Whatever difference does exist in character between the testimony of men and women has its root in the generally recognized diversity in the mental processes of the two sexes. Men, it is commonly declared, rely upon their powers of reason; women upon their intuition. Not that the former is frequently any more accurate than the latter. But our courts of law (at least those in English-speaking countries) are devised and organized, perhaps unfortunately, on the principle that testimony not apparently deduced by the syllogistic method from the observation of relevant fact is valueless, and hence woman at the very outset is placed at a disadvantage and her usefulness as a probative force sadly crippled.

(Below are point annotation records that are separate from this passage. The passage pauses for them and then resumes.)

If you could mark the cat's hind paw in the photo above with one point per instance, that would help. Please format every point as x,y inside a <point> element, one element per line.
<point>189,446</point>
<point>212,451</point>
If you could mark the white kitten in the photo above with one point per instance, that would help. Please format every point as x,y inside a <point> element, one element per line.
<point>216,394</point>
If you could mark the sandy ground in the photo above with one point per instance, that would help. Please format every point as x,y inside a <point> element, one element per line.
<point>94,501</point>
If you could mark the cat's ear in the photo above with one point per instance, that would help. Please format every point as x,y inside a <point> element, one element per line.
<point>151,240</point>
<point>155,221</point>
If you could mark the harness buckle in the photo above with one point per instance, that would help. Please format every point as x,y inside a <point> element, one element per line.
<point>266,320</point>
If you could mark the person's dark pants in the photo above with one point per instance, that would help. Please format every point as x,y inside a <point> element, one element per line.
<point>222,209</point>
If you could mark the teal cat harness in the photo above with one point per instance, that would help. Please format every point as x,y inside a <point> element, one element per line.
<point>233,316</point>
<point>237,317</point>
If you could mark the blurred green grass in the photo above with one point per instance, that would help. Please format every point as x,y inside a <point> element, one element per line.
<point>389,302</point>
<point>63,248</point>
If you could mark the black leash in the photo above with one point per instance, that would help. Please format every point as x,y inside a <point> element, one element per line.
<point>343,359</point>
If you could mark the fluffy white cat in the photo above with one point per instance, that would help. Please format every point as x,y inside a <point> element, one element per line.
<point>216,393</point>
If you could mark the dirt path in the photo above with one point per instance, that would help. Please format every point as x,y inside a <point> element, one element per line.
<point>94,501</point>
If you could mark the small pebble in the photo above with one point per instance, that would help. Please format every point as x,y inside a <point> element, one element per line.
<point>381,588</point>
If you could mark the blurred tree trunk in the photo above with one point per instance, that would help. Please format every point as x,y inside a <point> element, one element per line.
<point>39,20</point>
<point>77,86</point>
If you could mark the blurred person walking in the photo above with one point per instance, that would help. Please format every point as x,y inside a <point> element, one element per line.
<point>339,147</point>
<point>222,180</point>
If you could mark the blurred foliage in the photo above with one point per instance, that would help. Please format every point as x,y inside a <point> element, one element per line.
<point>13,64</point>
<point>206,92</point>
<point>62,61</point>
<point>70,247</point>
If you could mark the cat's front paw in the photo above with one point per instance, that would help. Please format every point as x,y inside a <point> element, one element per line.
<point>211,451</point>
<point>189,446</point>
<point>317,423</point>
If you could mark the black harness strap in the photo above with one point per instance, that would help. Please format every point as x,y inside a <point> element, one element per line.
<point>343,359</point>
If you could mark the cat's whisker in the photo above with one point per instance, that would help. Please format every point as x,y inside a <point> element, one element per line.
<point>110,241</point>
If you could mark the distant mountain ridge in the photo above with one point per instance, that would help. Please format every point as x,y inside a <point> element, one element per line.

The good old lady who takes the witness-chair and swears that she knows the prisoner took her purse has perhaps quite as good a basis for her opinion and her testimony (even though she cannot give a single reason for her belief and becomes hopelessly confused on cross-examination) as the man who reaches the same conclusion ostensibly by virtue of having seen the defendant near by, observed his hand reaching for the purse, and then perceived him take to his heels. She has never been taught to reason and has really never found it necessary, having wandered through life by inference or, more frankly, by guesswork, until she is no longer able to point out the simplest stages of her most ordinary mental processes.